Things were different back then as we didn’t have cell phones or cable TV. But some had CB radio’s and of course a  few calls to “Red Dog”  which would quickly be answered, and the evening would be off to a great start. We miss you Earl! It was a simple time with 8-tracks and vinyl seats, windows down and waving at the car coming down the road from the opposite direction. Making u-turns at the locker plant and then again at the old depot. Then a run out to the mixing strip, turn around and back to town. Repeat. That was a Saturday night in White City. Stop at the pool hall for something to drink and to show someone who didn’t know any better, how air was blowing up from the bar stool stands. Yep! Lift the stool off its stand, have them place their hand over the hole to feel the air, then slap the back of their hand down into the grease and leave a circle of grease in their palm. Good Times. Even a local guy like me has had the old grease trick done a time or two. You never knew, maybe the second time there WOULD be air coming out of it.  But we didn’t care, it was just a good time to be hanging out with friends in a small town.

I wouldn’t change a day of it. It is who I am and probably always will be. Kid’s don’t cruise much anymore and the pool hall and locker plant are closed. Those of us that remember, still refer to the landmarks by their old names. Mainly because Effland’s and the Blythe’s still live out there and the Parkerville bridge is still, well…how you get to Parkerville. So next time you pass through any old town that looks like it has seen it’s better days just remember, somethings you can’t see.

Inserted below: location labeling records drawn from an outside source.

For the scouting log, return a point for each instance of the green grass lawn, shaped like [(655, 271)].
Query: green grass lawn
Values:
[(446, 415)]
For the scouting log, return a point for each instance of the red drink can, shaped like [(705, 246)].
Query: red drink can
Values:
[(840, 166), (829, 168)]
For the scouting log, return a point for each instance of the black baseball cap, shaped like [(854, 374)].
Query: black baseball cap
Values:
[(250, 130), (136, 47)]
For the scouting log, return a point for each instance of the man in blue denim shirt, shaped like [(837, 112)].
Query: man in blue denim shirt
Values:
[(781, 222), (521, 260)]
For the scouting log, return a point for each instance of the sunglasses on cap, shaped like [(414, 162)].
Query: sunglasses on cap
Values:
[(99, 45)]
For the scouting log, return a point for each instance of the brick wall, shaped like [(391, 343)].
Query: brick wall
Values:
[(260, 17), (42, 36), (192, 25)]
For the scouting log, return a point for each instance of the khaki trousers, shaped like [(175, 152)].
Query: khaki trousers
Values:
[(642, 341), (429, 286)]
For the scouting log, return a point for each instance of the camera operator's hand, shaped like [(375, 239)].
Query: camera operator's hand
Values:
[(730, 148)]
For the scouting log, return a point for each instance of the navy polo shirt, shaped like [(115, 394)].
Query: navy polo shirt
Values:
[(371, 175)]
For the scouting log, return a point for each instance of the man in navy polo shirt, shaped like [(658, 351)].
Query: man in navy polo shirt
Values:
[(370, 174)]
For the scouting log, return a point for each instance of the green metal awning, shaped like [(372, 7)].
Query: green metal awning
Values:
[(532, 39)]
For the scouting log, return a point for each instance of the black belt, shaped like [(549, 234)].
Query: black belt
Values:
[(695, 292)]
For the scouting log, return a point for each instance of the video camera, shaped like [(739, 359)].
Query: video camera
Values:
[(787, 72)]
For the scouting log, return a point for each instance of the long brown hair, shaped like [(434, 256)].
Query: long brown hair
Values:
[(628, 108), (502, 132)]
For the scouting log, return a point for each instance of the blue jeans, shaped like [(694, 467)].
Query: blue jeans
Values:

The Price We Paid in the ’70s

As a teenager in the ’70s I was completely distracted by girls and motorcycles. If I only knew then what I know now, I would be in better shape with both motorcycles and women in general. You see, some of the motorcycles I owned back then have become new again. Highly desirable and worth more money than originally priced. Examples include, Honda 305 Scrambler,  1975 Yamaha DT175, Harley-Davidson X90, 1976 Husky 175, a Yamaha TY250 Trials and the list goes on and on. Sometimes, even in the moment, we are aware we should hold on to something with everything we have knowing we may never get them back. I know now I was never thinking they would be worth more than what I had invested, but living in the moment has its price. And I paid that price in full.

I was a child of that era and it goes beyond just motorcycles and girls. Cars and trucks came and went just as easy. 1966 Plymouth Fury, 1970 Dodge Charger, 1972 Dodge Charger, 1956 Ford truck, 1961 Ford truck Uni-body, 1949 Chevy truck, 1967 Chevy short-wide bed truck…see the trend? What was I thinking? But you have to remember, to me, cars and bikes were just a moment in time. Girls on the other hand were different. Like hair styles and bell bottoms. High School and dating. Transportation and recreation. Buy and sell or trade. Some were great deals and others were, well… not so great.

Even the Levi’s I was wearing back then are worth money! Say what? Yes, and in high demand. I’m not sure the pea green or sky blue leisure suites my mom made for me with her McCall’s Patterns would be worth much now, but who knows? Stranger things are happening. Some people save things from their past with hopes of it being worth something, but when it comes time to actually sell said things, they can’t part with them. They have a name for that. Hoarding.

As much as I appreciate the beauty of the Honda 305 Scrambler or the ’70 Dodge Charger, I can truly say that I am so much happier having owned and enjoyed them without the worry of damaging them or decreasing their value in some way. We rode hard and drove hard back then because we were living life. 8-track music blaring through cheap speakers or our Levi’s bell bottom pant leg chewed up from the chain of our motorcycles. It didn’t matter because we had a date that night!